Minami Akio, Kamiya Yukinobu, Tojo Yasuaki, Harmon Satoko Matsumoto, Suda Kota
Department of Orthopaedic Surgery, Hokkaido Spinal Cord Injury Center, Bibai, Japan.
Department of Orthopaedic Surgery, Hokkaido Spinal Cord Injury Center, Bibai, Japan.
J Orthop Sci. 2018 May;23(3):516-520. doi: 10.1016/j.jos.2018.01.017. Epub 2018 Mar 15.
The Sauvé-Kapandji (SK) procedure is one of several surgical options in the treatment of distal radioulnar disorders by osteoarthritis (OA) and rheumatoid arthritis (RA). While satisfactory postoperative clinical results were obtained in most cases, instability of the proximal ulnar stump and radioulnar convergence are the most common complications.
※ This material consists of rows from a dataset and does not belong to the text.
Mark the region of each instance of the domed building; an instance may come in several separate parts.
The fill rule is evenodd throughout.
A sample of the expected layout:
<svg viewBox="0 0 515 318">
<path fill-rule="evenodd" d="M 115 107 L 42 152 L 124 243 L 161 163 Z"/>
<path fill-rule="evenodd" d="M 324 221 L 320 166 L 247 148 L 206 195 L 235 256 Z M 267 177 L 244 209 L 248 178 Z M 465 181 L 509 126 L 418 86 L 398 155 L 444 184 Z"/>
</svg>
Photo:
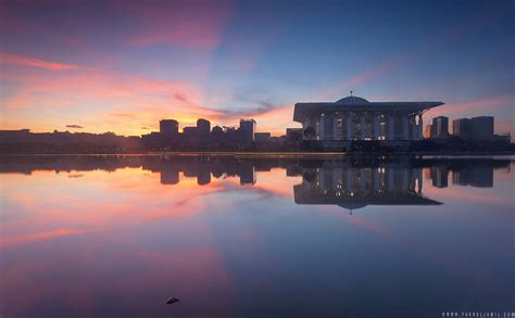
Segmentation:
<svg viewBox="0 0 515 318">
<path fill-rule="evenodd" d="M 304 140 L 341 148 L 352 140 L 409 144 L 423 139 L 423 114 L 442 102 L 370 102 L 356 96 L 336 102 L 297 103 L 293 120 L 302 124 Z"/>
</svg>

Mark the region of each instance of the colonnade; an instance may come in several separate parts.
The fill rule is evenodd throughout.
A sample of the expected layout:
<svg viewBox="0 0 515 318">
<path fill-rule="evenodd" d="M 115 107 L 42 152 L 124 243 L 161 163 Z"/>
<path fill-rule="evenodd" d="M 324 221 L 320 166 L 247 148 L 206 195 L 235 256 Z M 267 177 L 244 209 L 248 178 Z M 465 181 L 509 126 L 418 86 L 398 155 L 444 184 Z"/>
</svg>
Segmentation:
<svg viewBox="0 0 515 318">
<path fill-rule="evenodd" d="M 318 140 L 419 140 L 424 124 L 422 113 L 338 111 L 307 116 L 310 126 Z"/>
</svg>

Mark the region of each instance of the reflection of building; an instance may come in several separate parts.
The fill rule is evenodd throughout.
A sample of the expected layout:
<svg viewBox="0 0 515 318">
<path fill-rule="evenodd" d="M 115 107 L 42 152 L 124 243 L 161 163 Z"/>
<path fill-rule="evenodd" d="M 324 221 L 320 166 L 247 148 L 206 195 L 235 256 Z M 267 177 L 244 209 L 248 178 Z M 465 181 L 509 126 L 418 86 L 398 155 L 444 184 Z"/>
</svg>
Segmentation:
<svg viewBox="0 0 515 318">
<path fill-rule="evenodd" d="M 350 140 L 419 140 L 424 111 L 442 102 L 369 102 L 350 96 L 334 103 L 297 103 L 293 120 L 303 138 L 339 144 Z"/>
<path fill-rule="evenodd" d="M 449 185 L 449 169 L 444 166 L 432 166 L 430 168 L 430 177 L 432 180 L 432 187 L 447 188 Z"/>
<path fill-rule="evenodd" d="M 431 138 L 447 137 L 449 137 L 449 118 L 445 116 L 438 116 L 432 118 Z"/>
<path fill-rule="evenodd" d="M 493 187 L 493 167 L 487 165 L 465 166 L 452 171 L 452 183 L 457 186 L 491 188 Z"/>
<path fill-rule="evenodd" d="M 366 205 L 437 205 L 422 194 L 422 168 L 402 166 L 321 167 L 303 170 L 293 187 L 297 204 L 335 204 L 348 209 Z"/>
</svg>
Minami et al. have developed a modification of the SK procedure that maintains the transverse diameter of the distal radioulnar joint and stabilizes the proximal ulnar stump, using a half-slip of the extensor carpi ulnaris tendon. In this study, the modified SK procedure was performed on 83 patients with distal radioulnar disorders, due to OA and RA.
We evaluated the clinical and radiographical postoperative results with an average follow-up period of 82.3 months.
Post-operative extension of the wrist and pronation/supination of the forearm had significantly improved with the exception of wrist flexion. Postoperative x-rays showed no instability of the proximal ulnar stump in both coronal and lateral planes. However, breakage of the drilled hole at the proximal ulnar stump occurred in 10 cases, and of these, there was instability of the proximal ulnar stump in 5 cases.
This modification is very simple and does not require extension of the surgical field. This paper concludes that the modified SK procedure is a safe and effective surgical intervention of distal radioulnar disorders from OA and RA.
Sauvé-Kapandji(SK)手术是治疗因骨关节炎(OA)和类风湿关节炎(RA)导致的尺桡远侧关节疾病的几种手术选择之一。虽然大多数病例术后临床效果令人满意,但尺骨近端残端不稳定和尺桡骨融合是最常见的并发症。Minami等人对SK手术进行了改良,采用尺侧腕伸肌腱半滑脱术来维持尺桡远侧关节的横径并稳定尺骨近端残端。在本研究中,对83例因OA和RA导致尺桡远侧关节疾病的患者实施了改良SK手术。
我们评估了术后临床和影像学结果,平均随访期为82.3个月。
除腕关节屈曲外,术后腕关节伸展及前臂旋前/旋后功能均有显著改善。术后X线片显示尺骨近端残端在冠状面和矢状面均无不稳定。然而,尺骨近端残端钻孔处有10例发生断裂,其中5例尺骨近端残端出现不稳定。
这种改良方法非常简单,无需扩大手术视野。本文得出结论,改良SK手术是治疗因OA和RA导致的尺桡远侧关节疾病的一种安全有效的手术干预方法。